Vitamin B12, production using Propionibacterium freudenreichii
- It has been discovered that Propionibacterium species provide the highest vitamin B12 outputs. It has been claimed that P. freudenreichii produces 20 milligrammes per litre.
- It has been demonstrated that the production medium including glucose, corn-steep, betaine, and cobalt is adequate.
- The medium is supplemented with betaine to provide methyl groups. Betaine likely achieves this by acting as a methyl donor during the production of methionine.
- The betaine concentration in the medium is 0.5%. In relation to the utilisation of cobalt, its medium concentration is crucial.
- It has been demonstrated that a cobalt concentration of Sug./ml is optimal. Cobalt in excess inhibits the synthesis of cobinamide.
- Adjusting the pH of the manufacturing medium to 7.5. The temperature of 30 degrees Celsius has been deemed acceptable.

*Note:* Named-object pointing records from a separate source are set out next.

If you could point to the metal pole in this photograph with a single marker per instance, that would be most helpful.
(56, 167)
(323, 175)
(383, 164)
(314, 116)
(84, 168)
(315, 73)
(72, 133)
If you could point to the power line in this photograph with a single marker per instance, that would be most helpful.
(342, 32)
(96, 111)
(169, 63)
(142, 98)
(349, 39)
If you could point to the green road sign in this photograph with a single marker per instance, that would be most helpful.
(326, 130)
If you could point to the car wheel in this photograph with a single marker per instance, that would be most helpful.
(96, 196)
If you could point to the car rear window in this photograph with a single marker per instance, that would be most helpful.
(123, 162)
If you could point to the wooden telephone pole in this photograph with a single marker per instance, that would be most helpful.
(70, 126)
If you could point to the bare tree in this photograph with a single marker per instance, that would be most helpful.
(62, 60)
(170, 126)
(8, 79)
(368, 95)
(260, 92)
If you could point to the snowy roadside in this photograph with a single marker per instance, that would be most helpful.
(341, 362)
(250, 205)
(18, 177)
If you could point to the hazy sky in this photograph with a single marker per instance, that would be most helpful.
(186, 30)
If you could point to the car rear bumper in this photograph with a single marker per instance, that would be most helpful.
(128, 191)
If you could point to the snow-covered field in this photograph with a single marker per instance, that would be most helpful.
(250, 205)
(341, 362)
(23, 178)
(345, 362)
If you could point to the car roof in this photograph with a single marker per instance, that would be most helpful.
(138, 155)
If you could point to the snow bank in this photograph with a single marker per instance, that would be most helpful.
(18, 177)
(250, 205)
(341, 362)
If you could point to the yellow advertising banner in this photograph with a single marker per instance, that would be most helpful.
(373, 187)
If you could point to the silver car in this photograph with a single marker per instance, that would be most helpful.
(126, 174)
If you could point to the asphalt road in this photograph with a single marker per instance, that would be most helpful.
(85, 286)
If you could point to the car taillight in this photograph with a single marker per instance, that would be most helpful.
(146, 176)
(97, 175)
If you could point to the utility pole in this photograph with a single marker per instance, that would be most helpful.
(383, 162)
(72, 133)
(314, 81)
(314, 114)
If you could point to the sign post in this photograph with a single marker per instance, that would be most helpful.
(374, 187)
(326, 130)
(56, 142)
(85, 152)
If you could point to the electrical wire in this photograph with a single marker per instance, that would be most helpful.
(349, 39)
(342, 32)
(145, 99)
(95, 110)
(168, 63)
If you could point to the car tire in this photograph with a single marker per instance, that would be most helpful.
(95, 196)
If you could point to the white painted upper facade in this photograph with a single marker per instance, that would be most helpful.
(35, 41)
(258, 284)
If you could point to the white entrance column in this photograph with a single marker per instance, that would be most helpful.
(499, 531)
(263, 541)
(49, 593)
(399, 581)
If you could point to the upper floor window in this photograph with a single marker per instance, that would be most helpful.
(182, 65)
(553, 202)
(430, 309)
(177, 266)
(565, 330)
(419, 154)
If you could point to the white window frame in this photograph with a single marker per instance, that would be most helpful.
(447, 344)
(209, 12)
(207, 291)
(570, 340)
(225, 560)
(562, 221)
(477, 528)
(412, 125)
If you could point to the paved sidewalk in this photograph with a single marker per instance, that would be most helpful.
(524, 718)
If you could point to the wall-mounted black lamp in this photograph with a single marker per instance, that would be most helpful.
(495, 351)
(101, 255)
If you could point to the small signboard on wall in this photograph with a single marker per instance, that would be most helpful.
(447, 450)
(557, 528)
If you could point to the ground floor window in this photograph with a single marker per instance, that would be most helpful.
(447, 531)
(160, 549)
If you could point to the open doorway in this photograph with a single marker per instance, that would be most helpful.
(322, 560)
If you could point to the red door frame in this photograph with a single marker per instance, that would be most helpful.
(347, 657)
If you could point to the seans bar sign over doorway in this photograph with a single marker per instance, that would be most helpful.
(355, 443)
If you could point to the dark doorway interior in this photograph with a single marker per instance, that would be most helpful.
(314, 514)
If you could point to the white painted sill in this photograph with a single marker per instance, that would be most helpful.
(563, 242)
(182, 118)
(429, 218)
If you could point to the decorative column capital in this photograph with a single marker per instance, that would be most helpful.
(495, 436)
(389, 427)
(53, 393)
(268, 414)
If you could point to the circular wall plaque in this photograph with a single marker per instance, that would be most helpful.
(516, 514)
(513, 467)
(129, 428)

- This fermentation is comprised of two fermentation cycles: a 70-hour anaerobic fermentation cycle and a 50-hour aerobic fermentation cycle.
- Cobinamide is exclusively synthesised in the anaerobic cycle because oxygen inhibits cobinamide biosynthesis.
- In addition, the pH decreases from 7.5 to 6.5 before increasing to 8.5. Due to the inability of P. freudenreichii to synthesis 5,6-dimethylbenzimidazole, it is required to add 0.1% of this base to the production medium.
- The nucleotide is produced during the subsequent aerobic fermentation cycle. This nucleotide then binds to the previously synthesised cobinamide to produce cobalamin.
- Consequently, the yield obtained was less than 20ug/ml. In the continuous culture variant of the method, two large fermentation tanks are utilised in sequence, each with a 60-hour retention period; the first is anaerobic and the second is aerobic, and 5, 6-dimethylbenzimidazole is introduced continually. Consequently, a yield of 15ug/ml is achieved.
Vitamin B12, production using other microorganisms
- In addition to Streptomyces olivaceus and Propionibacterium freudenreichii, Table lists several commercially significant microorganisms used in the industrial manufacture of vitamin B 2 along with brief process information.
- On hydrocarbon media, Japanese researchers have discovered that diverse species of Corynebacterium, Mycobacterium, and Nocardia may synthesise vitamin B. However, the yields produced by these microorganisms are negligible, amounting to a few milligrammes per litre.